There is no incident retrospective for a ticket alert, but file the ticket with enough context to act on:

  • tensor-wasm observe --once output captured during the slow window.
  • top -bn1, vmstat 5 3, iostat -x 5 3, free -m from the host during the window.
  • The dominant hypothesis from the table above.
  • A pointer to the dashboard time range showing /healthz elevated.
  • If a restart was used, note the time and the next-check timestamp.
  • Close the ticket only after /healthz P95 has been below 10 ms for at least 24 hours.
  • If the ticket recurs more than twice in a month, promote to a sev-2 incident — there is a structural cause that needs design attention.
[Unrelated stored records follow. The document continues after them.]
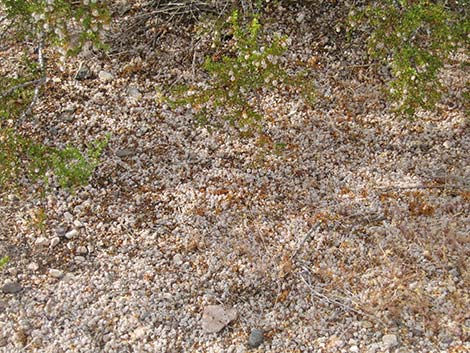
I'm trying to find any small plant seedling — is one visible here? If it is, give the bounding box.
[350,0,468,118]
[168,11,313,132]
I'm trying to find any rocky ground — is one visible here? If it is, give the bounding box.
[0,2,470,353]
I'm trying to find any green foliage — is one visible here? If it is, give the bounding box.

  • SLO.md §3 (target), §5.4 (alert query).
  • invoke-latency-spike.md — the page-severity sibling on the /invoke route; /healthz slow often foreshadows it.
  • availability-fast-burn.md — if /healthz slowness is severe enough that the LB takes the host out of rotation, this alert fires shortly after.
  • rollback.md — referenced if step 4 traces back to a recent deploy.
  • dashboards/README.md — the HTTP latency P50/P95/P99 panel renders /healthz alongside /invoke.